The situation in Haiti is tragic for a myriad of reasons, is the authority given to what’s called the Core Group comprised of foreign ambassadors from Canada, the United States and others for what was supposed to be a limited amount of time after the ouster of former president Jean Bertrand Aristide in 2004.
It isn’t only in the Western hemisphere that ordinary citizens are rising. As we might expect after years of coups, war and stagnation in the Middle East, especially in Egypt, Iraq and, most recently, in Lebanon, there have been large protests in this part of the world that have cut across traditional sectarian lines, an important fact that can’t be emphasized enough.
Lebanon especially has had a difficult time with these issues for many years, going so far when the country achieved independence in 1943 to create a system of governance that ensures Sunni, Shia and Christian communities have somewhat equal representation in the country’s parliament. Nonetheless, it appears that austerity policies and inequality have brought ordinary citizens from all of the country’s communities together in recent waves of protest that began last Thursday and so far have not been met with violence by security forces.
While the government tried to solve the problem by passing a modest reform package in the country’s parliament on Monday of this week, it doesn’t appear that the protests involving all of the countries communities will end anytime soon, with Maya Mhana, a teacher interviewed by Reuters who is involved with the protests saying after President Saad Hariri announced the measures in a televised speech, “We are remaining in the streets, we don’t believe a single word he said.”

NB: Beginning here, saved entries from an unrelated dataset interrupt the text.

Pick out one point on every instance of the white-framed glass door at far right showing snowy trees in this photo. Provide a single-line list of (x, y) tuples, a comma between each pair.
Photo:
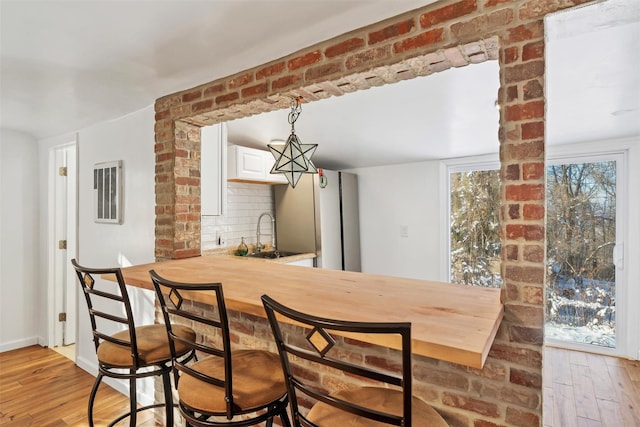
[(585, 290)]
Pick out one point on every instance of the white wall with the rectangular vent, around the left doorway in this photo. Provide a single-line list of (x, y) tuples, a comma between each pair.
[(130, 139)]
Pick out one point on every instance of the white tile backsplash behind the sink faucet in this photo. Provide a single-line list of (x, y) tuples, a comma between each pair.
[(245, 203)]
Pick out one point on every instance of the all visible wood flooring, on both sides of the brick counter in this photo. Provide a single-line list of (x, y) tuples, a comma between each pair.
[(39, 387)]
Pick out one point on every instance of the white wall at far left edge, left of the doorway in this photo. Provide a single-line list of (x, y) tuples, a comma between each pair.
[(19, 274)]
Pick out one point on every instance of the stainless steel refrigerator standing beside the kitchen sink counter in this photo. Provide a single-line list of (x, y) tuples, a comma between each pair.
[(320, 215)]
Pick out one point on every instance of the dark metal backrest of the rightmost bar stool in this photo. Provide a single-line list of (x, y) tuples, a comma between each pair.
[(319, 341)]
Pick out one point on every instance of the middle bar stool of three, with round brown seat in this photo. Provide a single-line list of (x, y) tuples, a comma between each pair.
[(225, 387)]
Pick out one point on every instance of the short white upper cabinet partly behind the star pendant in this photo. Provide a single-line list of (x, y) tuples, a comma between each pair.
[(250, 165)]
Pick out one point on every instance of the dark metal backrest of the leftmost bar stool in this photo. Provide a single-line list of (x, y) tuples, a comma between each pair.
[(109, 307)]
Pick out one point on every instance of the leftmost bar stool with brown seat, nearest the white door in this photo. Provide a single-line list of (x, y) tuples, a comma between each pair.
[(131, 353)]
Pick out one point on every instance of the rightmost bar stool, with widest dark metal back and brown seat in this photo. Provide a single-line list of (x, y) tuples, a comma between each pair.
[(386, 400)]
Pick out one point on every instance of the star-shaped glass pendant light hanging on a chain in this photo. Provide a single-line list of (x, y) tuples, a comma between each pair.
[(293, 158)]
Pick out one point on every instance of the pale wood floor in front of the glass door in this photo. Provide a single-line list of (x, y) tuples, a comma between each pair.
[(588, 390)]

This is just a small overview of the many countries seeing unrest in this ongoing season of protests but should give some idea of the scope of frustration ordinary citizens are feeling around the world, whether they take to the streets to combat climate change or austerity. While these issues could be seen as very different, they are also linked in many places, such as in places where indigenous people are trying to protect their traditional lands from the exploitation of greedy interests.
Solving the climate crisis with ambitious policy programs like Green New Deals that also focus on moving away from the free-market fundamentalism that has ruled the world for 50 years might help to alleviate some of the suffering caused by the austerity that is breaking the backs of working people in rich and poor countries alike.